Jellyfish appear to be on the increase globally, which may be part of a natural cycle or linked to factors caused by humans such as pollution, over-fishing or even climate change. For many years the increase in jellyfish population in coastal waters of South Korea has caused number of accidents and financial losses by fishing industry, estimated at 300 billion won ($279,900,000) per year.
JEROS floats on the water surface using two long cylindrical bodies with attached motors. It can move back and forth as well as rotate 360 degrees. After using geographic information system (GIS) based map data to specify the region for jellyfish extermination, the system automatically calculates the path for the task. The robot then navigates autonomously using a Global Positioning System (GPS) receiver and an inertial navigation system (INS).
As it is designed to work in swarms, there is no need for individual control of the robots. Only one robot requires the calculated path and the other robots will follow in a formation around it, communicating their positions wirelessly.
After testing at Gyeongnam Masan Bay, the researchers expect to further experiment and improve the performance at various environment and conditions.
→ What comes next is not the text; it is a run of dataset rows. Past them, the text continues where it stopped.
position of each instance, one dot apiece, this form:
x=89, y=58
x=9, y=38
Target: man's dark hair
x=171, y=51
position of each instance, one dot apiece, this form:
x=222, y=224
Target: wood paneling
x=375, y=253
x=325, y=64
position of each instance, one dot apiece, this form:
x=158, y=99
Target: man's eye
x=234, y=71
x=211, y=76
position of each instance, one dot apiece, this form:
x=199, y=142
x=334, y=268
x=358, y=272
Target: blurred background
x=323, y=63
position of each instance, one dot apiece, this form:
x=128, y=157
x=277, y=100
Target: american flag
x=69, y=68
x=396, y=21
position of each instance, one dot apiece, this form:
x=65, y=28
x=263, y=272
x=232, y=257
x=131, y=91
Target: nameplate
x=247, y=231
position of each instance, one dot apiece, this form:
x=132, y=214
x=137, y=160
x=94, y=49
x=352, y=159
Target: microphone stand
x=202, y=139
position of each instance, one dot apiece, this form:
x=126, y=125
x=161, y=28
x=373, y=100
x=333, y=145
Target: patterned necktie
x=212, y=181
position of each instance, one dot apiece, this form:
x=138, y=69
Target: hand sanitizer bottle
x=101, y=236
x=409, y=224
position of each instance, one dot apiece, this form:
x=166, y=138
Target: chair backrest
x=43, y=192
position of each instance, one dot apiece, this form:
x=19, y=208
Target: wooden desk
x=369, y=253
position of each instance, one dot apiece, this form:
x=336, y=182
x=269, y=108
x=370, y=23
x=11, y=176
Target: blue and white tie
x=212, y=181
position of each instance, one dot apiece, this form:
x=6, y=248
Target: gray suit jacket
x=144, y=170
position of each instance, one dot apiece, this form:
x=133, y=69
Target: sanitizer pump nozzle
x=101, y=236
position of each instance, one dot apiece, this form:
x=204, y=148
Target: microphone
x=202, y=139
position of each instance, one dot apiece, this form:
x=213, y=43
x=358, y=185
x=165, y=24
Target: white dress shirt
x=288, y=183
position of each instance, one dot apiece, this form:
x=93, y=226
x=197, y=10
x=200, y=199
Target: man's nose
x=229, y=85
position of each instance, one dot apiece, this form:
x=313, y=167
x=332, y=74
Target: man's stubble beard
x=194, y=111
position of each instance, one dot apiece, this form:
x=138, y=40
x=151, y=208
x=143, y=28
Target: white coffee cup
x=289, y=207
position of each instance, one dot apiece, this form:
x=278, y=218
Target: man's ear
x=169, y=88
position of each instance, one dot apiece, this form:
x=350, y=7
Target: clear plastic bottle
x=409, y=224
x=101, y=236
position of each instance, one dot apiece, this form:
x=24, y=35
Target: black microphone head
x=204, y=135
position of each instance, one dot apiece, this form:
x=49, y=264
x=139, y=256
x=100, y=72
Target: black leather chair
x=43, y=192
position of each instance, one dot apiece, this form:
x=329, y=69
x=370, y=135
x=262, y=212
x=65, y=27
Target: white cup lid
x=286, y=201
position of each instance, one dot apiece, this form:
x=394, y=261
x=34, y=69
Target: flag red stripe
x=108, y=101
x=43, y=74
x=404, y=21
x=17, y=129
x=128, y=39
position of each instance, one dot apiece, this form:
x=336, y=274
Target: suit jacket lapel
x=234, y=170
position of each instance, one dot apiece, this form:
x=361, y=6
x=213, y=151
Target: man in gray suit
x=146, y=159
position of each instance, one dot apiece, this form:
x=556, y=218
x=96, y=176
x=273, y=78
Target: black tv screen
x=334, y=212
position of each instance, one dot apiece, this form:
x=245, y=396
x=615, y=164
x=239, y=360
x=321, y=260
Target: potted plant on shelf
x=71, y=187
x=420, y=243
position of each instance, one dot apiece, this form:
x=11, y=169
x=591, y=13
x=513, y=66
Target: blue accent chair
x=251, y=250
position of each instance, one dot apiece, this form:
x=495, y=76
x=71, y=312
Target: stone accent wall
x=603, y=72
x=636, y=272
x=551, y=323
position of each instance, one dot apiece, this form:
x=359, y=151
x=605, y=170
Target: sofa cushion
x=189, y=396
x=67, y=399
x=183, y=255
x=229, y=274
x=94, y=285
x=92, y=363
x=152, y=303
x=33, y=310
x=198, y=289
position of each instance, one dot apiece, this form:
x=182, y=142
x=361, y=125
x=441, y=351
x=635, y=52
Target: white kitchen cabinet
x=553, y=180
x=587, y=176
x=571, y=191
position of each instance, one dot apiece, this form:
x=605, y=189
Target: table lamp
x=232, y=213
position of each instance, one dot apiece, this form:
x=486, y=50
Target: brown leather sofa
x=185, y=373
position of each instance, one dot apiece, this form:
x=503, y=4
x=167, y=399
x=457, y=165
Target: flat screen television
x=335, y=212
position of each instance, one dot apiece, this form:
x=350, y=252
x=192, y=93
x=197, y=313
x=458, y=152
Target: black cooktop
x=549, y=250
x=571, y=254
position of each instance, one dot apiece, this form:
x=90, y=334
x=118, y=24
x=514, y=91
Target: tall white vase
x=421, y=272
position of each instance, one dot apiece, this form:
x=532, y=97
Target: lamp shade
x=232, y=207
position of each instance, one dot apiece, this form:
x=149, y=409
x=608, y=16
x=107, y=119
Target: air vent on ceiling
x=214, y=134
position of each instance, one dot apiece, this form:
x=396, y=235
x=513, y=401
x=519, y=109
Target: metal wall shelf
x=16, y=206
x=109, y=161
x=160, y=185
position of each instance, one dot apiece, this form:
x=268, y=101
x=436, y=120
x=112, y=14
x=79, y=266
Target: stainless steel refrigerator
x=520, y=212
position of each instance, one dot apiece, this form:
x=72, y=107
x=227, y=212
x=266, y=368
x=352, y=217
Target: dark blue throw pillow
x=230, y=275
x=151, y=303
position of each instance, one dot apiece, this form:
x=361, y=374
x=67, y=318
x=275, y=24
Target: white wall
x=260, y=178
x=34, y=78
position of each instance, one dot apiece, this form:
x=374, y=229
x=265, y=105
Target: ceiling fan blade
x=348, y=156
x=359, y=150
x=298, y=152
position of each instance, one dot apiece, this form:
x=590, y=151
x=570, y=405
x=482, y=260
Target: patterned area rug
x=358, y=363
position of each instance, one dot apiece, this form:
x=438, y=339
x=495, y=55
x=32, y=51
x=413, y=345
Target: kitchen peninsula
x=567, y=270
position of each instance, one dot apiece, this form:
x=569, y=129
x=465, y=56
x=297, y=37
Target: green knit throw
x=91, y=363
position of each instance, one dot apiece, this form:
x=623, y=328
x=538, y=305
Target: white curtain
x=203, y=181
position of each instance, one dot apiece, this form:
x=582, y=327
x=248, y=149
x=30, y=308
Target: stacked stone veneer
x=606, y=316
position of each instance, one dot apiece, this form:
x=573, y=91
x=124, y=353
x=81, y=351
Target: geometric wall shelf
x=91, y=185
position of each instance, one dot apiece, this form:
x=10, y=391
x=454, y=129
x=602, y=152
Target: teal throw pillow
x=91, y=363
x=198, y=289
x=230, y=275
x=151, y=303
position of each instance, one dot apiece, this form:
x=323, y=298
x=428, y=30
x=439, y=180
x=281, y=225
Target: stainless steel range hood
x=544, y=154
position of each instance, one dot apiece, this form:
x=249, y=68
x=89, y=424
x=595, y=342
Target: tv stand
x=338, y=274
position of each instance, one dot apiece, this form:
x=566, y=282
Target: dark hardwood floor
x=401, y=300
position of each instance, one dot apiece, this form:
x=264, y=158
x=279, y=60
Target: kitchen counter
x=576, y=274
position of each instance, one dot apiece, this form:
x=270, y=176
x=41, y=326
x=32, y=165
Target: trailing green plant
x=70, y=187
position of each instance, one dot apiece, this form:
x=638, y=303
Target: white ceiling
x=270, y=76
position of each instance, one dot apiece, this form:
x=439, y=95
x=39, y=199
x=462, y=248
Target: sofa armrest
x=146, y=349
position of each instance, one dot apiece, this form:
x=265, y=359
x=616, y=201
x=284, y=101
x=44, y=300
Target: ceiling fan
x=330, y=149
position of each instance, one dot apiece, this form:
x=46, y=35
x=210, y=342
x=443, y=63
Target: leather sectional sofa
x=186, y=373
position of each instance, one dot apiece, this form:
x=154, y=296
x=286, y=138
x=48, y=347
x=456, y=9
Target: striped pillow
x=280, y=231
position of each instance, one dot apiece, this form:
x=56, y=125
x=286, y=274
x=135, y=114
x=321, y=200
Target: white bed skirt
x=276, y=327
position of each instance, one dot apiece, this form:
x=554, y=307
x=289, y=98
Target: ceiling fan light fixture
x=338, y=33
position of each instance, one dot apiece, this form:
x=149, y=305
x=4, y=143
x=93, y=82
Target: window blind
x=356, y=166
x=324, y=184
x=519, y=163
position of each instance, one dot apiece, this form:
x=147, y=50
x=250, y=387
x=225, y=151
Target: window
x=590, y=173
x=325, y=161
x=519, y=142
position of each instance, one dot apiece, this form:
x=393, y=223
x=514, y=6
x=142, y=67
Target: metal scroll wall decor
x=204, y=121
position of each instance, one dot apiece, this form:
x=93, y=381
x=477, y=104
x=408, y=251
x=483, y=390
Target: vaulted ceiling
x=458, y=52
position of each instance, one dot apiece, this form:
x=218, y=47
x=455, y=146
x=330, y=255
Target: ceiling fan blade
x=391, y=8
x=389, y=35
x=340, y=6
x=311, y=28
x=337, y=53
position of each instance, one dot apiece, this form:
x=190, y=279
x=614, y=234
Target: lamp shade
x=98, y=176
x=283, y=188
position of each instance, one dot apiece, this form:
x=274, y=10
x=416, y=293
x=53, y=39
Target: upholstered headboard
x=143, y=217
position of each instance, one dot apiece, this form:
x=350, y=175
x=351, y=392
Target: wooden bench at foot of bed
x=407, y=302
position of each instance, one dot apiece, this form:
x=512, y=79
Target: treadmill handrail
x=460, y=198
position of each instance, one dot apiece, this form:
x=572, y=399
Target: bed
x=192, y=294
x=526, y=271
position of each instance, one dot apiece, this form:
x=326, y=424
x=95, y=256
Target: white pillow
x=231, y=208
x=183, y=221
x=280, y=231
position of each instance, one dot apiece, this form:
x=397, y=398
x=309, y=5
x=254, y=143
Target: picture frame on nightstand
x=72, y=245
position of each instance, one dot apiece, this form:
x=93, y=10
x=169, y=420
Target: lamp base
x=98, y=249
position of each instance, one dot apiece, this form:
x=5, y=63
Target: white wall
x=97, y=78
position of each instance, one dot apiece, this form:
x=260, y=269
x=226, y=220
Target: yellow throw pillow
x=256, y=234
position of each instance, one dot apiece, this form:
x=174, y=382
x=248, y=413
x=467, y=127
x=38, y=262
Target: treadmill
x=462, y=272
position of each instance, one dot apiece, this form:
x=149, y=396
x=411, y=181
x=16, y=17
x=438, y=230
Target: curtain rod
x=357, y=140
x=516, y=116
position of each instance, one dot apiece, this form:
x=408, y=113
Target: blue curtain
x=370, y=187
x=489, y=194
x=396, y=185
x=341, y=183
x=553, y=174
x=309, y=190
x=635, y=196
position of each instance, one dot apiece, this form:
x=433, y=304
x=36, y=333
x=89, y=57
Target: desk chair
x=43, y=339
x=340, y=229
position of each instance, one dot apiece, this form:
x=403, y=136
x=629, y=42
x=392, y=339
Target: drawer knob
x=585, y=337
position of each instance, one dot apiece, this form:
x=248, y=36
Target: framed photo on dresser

According to Hyeon Myeong, professor at KAIST Civil and Environmental Engineering Department, the field test results show that three swarm robots operating at 4 knots (7.2km/h) dispose jellyfish at the rate of about 900kg/h.
So how does it work? When it detects a swarm of jellyfish, JEROS catches them in a net and then sucks them into a propeller, which rips them apart. Although test results look promising when it comes to jellyfish destruction, I believe it is a very cruel method. If you ask me, the researchers should stop solving the symptoms of the problem of overpopulated jellyfish population and try to find and control causes of this difficulty.
JEROS technology can also be utilized for a wide range of purposes such as patrolling and guarding, removing waste in the sea or helping to prevent oil spills.
I know they don’t have a brain or a heart, but I agree this isn’t the right way to treat the problem. Is there any other use for them, or could we make efforts to find one?
What happens to the debris after the jellyfish gets shredded?